Lol and I am the 'nob' which the mods seems quite happy with it seems. You are a confirmed troll and I will never respond to you again. Well done.

I have stated to Uber since the price drops that we need to be at $1.50per km. You do not have any contact with Uber management and I do and so do several drivers that I have taken to meetings. You know nothing and now I am just feeding a troll.


----------



## Bandy (Jul 26, 2016)

Paul Collins said:


> Lol and I am the 'nob' Which the mods seems quite happy with.
> 
> I have stated to Uber since the price drops that we need to be at $1.50per km. You do not have any contact with Uber management and I do and so do several drivers that I have taken to meetings. You know nothing and now I am just feeding a troll.


Oh my Lord, Dibber Dobber Dory...


Paul Collins said:


> You do not have any contact with Uber management and I do and so do


Grow up, and step out of your own vapor flip flop.
And my brothers bigger than your brother, so there! Pfft...


----------



## Who is John Galt? (Sep 28, 2016)

Paul Collins said:


> Lol and I am the 'nob' Which the mods seems quite happy with.


Yes, I agree Paul.

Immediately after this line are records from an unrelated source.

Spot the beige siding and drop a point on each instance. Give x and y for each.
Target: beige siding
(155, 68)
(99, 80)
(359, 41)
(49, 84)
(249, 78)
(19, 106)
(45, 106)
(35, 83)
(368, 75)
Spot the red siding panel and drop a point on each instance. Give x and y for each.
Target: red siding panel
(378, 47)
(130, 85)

I think you are.

I think it is fabulous that you are finally coming to that realisation, and you can see yourself for what you really are.

Congratulations! I believe the new year may indeed herald radical personal insights for you.

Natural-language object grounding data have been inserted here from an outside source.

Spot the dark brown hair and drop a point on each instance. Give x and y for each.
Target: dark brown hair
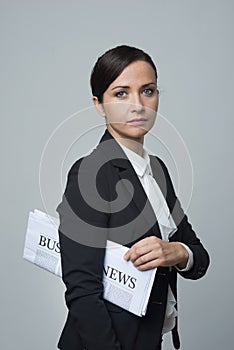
(111, 64)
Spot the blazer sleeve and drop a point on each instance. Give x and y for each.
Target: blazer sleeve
(185, 232)
(83, 232)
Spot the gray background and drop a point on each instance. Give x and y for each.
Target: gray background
(47, 51)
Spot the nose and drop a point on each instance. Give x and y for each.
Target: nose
(136, 102)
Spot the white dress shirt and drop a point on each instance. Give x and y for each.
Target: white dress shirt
(166, 223)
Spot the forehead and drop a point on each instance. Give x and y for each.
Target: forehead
(139, 72)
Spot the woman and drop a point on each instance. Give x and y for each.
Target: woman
(121, 193)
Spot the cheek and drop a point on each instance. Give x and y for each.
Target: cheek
(116, 111)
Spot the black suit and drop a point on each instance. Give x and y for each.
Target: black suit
(94, 323)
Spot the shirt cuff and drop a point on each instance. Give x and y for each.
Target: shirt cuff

This is indeed personal growth Paul, and I for one salute you for your ability to accept your obvious shortcomings. I am sure there is a lot more personal growth to come.

.


----------



## Who is John Galt? (Sep 28, 2016)

Paul Collins said:


> You are the lowest of the lowest and I will never respond again to you as the confirmed troll that you are. Well done and I might add that I am amazed that the mods here would allow such filth to remain on this forum. Dear me....


Perhaps, you have done yourself a favour.

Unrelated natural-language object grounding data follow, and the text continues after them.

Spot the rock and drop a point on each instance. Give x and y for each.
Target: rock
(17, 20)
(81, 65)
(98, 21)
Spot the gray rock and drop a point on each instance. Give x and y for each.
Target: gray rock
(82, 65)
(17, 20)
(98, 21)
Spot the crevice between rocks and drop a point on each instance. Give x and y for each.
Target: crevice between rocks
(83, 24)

Oh.....look ! The post just disappeared.
How does that happen?
Perhaps others are now using the same handbook as the Coolum Crusader.

However, please, please keep your promise and never respond to me again.

Thank you.


----------



## ST DYMPHNA son (Aug 10, 2017)

Paul Collins said:


> You are the lowest of the lowest and I will never respond again to you as the confirmed troll that you are. Well done and I might add that I am amazed that the mods here would allow such filth to remain on this forum. Dear me....


...was it you who was calling people "stupid" and got canned for it,just stop for a second and think what kind of a human being are you ???...


----------